The new law will bar judges and attorneys from disclosing the immigration status of alleged crime victims and witnesses in open court unless the information is ruled relevant to the case. Attorneys and prosecutors around the country have reported that teams of ICE agents—sometimes uniformed, often not—station themselves in courthouses, waiting to arrest immigrants who are in the country illegally.
State Senator Scott Wiener (D-San Francisco) first introduced the bill after California’s chief justice expressed concerns: “[E]nforcement policies that include stalking courthouses and arresting undocumented immigrants, the vast majority of whom pose no risk to public safety, are neither safe nor fair,” Tani Cantil-Sakauye wrote in a letter to Attorney General Jeff Sessions and Security Secretary John F. Kelly. “They not only compromise our core value of fairness but they undermine the judiciary’s ability to provide equal access to justice.”

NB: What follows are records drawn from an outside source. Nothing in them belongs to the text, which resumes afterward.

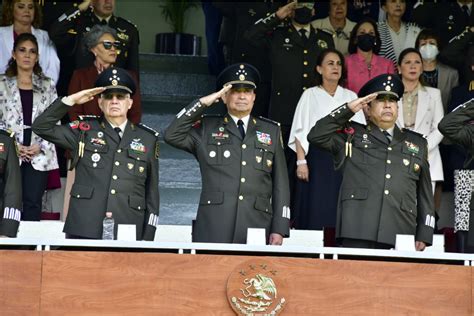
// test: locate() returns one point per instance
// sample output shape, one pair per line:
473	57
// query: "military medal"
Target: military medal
95	157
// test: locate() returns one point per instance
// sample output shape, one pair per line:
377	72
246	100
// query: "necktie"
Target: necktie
118	130
387	134
240	125
465	10
303	35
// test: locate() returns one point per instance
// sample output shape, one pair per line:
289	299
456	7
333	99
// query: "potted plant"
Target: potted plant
178	42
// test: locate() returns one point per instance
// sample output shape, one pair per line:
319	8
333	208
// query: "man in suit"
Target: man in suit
244	177
69	29
116	161
458	127
386	186
10	185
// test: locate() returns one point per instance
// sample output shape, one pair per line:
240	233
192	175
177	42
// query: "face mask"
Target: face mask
429	51
366	42
303	15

Before the State Senate’s bipartisan 32–7 vote, Wiener said that the measure would allow immigrants to testify in court “without fear that their immigration status will be used on the stand to harass them and really to dissuade immigrants from even coming to court to testify.”
ICE’s action in courthouses is due, in part, to its inability to detain suspects in local jails and law enforcement agencies that refuse to comply with ICE detainer requests.
ICE has arrested undocumented immigrants with criminal records from courthouses, and the agency sees this as a victory. However, ICE presence in courthouses also prevents some crime victims from testifying in court for fear of deportation.
Irvin Gonzalez Torres, for example, was arrested by ICE after testifying against her husband in a domestic abuse case in El Paso, Texas. In the weeks that followed, several other women revoked their requests for restraining orders. Two of them specifically cited Torres’ arrest, according to Lucila Flores Camarena, an El Paso assistant county attorney.
“It’s a really horrific position to find yourself in,” Flores Camarena told the Los Angeles Times last March. “I can’t feel safe in seeking help from the justice system because I have this very real threat that I might be deported.”
The new law will make situations of that nature much less likely in California.